Fisher knows there are people out there who couldn’t say the name of their own grandfather, and who don’t really care about genealogy research, but said the older people get, the more they want to understand why their family came here, how did they get here, and what brought them here.
“You’ll find more about family members who were bad than those who were good. The good ones, there wasn’t a lot written on them. They just lived a life of working the farms or fields and taking care of their families,” he said.
Many family histories in Sevier County have already been researched at the center which helps people just getting started build on the work that’s already been completed. Fisher said he would like to have gotten more of their records onto their website during his tenure, but that’s a process that will continue as Christian takes over.
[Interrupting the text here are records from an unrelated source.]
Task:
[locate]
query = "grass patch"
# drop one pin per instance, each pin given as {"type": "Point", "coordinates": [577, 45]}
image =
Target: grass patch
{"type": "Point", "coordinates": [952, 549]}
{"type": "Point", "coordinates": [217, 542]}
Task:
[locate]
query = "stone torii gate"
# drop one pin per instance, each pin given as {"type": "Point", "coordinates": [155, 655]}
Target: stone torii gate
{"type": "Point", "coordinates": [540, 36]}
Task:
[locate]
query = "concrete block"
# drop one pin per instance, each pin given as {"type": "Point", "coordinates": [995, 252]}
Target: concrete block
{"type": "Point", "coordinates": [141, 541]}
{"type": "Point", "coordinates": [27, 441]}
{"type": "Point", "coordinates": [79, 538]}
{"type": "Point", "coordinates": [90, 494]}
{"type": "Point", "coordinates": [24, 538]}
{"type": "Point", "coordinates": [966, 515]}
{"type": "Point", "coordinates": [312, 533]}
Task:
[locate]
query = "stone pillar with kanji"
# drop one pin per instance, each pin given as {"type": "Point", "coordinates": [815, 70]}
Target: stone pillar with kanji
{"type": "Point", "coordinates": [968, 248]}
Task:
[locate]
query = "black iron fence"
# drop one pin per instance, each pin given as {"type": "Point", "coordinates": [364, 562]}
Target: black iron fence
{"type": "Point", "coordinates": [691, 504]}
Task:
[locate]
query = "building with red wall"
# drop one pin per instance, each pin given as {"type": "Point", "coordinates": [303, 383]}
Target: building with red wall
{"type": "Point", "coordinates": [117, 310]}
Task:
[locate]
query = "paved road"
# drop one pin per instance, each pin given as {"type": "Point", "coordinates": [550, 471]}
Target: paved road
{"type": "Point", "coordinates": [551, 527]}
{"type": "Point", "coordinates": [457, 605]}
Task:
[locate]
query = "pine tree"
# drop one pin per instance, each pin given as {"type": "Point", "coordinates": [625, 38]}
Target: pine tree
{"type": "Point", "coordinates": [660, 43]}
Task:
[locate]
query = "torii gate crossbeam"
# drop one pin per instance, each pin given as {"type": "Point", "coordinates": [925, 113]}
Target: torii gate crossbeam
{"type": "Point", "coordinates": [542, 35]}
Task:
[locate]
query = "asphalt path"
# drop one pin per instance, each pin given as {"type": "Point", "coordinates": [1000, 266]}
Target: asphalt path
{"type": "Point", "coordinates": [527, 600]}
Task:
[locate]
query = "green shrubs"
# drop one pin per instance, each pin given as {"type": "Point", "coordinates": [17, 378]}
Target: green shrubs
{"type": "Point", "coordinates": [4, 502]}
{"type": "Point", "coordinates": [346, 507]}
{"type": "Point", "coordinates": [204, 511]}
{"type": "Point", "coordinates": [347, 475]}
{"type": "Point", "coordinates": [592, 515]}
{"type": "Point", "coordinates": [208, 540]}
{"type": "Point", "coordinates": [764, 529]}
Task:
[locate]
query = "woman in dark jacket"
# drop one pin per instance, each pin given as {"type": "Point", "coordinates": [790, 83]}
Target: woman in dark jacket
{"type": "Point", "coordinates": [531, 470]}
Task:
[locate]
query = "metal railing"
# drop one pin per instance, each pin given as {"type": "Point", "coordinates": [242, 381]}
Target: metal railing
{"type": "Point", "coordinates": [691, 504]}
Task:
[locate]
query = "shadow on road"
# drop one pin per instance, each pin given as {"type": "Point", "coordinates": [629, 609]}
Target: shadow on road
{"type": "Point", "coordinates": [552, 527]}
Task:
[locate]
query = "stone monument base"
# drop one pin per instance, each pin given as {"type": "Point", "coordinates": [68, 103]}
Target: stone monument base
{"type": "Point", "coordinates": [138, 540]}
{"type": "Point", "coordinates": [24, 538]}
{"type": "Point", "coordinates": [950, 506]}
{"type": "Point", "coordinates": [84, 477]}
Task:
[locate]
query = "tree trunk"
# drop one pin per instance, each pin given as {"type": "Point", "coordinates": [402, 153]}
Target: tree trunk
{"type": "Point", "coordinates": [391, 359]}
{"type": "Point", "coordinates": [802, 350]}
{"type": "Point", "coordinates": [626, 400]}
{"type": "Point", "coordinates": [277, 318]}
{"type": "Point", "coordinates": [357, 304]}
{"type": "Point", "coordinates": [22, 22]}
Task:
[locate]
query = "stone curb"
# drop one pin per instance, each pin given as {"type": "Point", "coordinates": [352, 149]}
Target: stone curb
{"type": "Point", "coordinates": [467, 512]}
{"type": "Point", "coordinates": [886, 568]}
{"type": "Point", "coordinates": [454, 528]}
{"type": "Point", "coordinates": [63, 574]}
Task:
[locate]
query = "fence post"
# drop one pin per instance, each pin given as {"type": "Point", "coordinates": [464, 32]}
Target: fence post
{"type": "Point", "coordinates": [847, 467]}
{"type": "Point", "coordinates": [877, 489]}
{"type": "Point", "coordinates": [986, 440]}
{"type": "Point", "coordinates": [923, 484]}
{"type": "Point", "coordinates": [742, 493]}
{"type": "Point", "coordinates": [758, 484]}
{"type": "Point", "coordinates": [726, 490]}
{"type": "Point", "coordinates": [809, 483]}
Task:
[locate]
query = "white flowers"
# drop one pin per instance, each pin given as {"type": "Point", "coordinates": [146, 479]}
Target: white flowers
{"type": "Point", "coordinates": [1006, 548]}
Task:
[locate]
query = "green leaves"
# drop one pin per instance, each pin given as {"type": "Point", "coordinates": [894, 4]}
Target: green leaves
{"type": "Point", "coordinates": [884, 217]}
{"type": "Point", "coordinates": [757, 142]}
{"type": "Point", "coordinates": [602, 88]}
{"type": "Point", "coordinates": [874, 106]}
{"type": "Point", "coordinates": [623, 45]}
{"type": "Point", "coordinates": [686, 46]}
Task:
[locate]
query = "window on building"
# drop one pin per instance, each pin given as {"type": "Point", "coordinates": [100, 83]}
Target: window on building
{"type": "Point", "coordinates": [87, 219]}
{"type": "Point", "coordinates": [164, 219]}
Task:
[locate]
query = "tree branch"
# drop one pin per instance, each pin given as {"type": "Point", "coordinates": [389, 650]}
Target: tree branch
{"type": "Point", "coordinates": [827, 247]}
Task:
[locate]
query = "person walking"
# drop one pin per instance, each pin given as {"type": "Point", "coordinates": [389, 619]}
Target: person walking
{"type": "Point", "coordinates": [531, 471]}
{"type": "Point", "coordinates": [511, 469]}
“You don’t want to put everything that you’ve got on a website, but you want to put enough information that people can see that they need to come here,” he said.
He also said he hasn’t finished a project cataloging old newspapers into a digital format, but he plans to continue that project as a volunteer moving forward.
“I’m going to come back and help some. I’d like to see the newspapers get done,” Fisher said.
After retirement he and his wife also plan to travel more to places they haven’t seen, like the Grand Canyon or Redwood Forests, and he has a trip planned with one of his children for early next year to Dry Tortugas National Park in Florida. There will also be more time for him to continue his own family genealogy research.
“Genealogy is in my blood. My mother started doing genealogy in 1949, and I’ve been around it all my life. I never thought that it would get to this point that I was living, breathing, sleeping genealogy. I’d leave here and go home and I was on the computer doing genealogy until I went to bed,” he said.
“I want to work on my own. People would think that I would sit here all day and work on my own, but I tried my best not to work on mine. Once in awhile something would pop up and I’d have to go investigate it, but I tried my best not to sit here and work on my own genealogy. There was too many other things, too many other families that hadn’t been done.”